Pareció conmocionado y un poco asustado, pero no distinguí ninguna muestra de merecida ofensa en su rostro. Supongo que si esto hubiera sido un instituto importante de Dallas así habría sido. Vince había retrocedido un paso. Mike no cedió terreno, pero bajaba la vista con aspecto abochornado. No, era más que bochorno. Era pura vergüenza.
—Una botella —proseguí—. No es que espere que os atengáis a todas las normas, pero ¿por qué sois tan estúpidos a la hora de violarlas? Jimmy, si te pillan bebiendo y te echan del equipo de fútbol, ¿qué pasaría con tu beca en Alabama?
—Probablemente me pondrían la «camiseta roja», supongo —dijo—. Eso es todo.
—Correcto, y a tragar un año entero apartado de la competición. En realidad necesitarás buenas notas. Lo mismo se aplica a ti, Mike. Y serías expulsado del Club de Teatro. ¿Quieres eso?
—No, señor. —Apenas un susurro.
—¿Y tú, Vince?
—No, claro que no, señor A. Rotundamente no. ¿Todavía vamos a hacer la obra del jurado?

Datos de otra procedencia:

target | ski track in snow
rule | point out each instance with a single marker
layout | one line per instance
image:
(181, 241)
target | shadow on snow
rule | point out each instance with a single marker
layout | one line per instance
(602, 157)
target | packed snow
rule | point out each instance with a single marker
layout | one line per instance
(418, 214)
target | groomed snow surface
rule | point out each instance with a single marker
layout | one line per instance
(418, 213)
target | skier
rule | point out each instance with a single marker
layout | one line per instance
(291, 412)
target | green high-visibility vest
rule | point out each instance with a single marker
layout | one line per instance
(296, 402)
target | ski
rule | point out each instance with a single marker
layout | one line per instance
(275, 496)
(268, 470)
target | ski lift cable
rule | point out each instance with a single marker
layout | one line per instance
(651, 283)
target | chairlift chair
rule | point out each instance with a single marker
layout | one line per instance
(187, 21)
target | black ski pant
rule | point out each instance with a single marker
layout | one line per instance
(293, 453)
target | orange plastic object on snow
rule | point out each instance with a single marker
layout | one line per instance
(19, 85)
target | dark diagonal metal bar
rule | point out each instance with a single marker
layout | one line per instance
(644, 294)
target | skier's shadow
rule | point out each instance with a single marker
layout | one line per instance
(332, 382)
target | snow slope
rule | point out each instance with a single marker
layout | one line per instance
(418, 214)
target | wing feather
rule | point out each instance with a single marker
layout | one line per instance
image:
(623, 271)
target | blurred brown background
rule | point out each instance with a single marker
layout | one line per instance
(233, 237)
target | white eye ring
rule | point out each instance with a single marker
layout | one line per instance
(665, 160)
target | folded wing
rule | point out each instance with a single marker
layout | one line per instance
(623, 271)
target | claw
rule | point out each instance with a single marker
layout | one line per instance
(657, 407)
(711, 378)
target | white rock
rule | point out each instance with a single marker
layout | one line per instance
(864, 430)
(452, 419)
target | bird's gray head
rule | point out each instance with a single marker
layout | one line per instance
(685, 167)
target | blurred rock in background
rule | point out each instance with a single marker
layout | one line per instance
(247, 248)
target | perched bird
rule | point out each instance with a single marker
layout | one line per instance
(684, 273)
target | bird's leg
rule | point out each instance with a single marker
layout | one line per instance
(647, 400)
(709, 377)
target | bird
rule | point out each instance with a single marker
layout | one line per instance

Porque si estamos…
—¿No sabes cerrar la boca cuando un profesor te está regañando?
—Sí, señor, señor A.
—Hoy es vuestro día de suerte, pero la próxima vez no os lo dejaré pasar. Esta noche os habéis ganado un pequeño consejo: No jodáis vuestro futuro. Y mucho menos por un trago de Five Star en un baile informal de instituto que ni siquiera recordaréis dentro de un año. ¿Entendido?
—Sí, señor —dijo Mike—. Lo siento.
—Yo también —dijo Vince—. Totalmente. —Y se santiguó con una sonrisa. Algunos sencillamente están hechos así. Quizá el mundo necesite una cuadrilla de listillos para animar el ambiente, ¿quién sabe?
—¿Jim?
—Sí, señor —respondió—. Por favor, no se lo cuente a mi padre.
—No, esto queda entre nosotros. —Los miré uno a uno—. Chicos, el año que viene en la facultad encontraréis multitud de sitios donde beber. Pero no en nuestra escuela. ¿Me oís?
Esta vez contestaron «sí, señor» al unísono.
—Ahora volved dentro. Tomad un poco de ponche y enjuagaros el olor a whisky del aliento.
Se marcharon. Les di tiempo y después los seguí a distancia, con la cabeza gacha, las manos hundidas en los bolsillos, cavilando.
No en nuestra escuela.
Nuestra.
«Ven a enseñar —me había rogado Mimi—. Es para lo que estás hecho».
2011 nunca se me había antojado tan distante como entonces. Diablos, Jake Epping nunca se me había antojado tan distante.
Un reverberante saxo tenor sonaba en un gimnasio iluminado de fiesta en el corazón de Texas. Una dulce brisa lo transportaba en la noche. Una batería conminaba insidiosamente a levantarse de la silla y mover los pies.
Creo que fue entonces cuando decidí que nunca iba a regresar.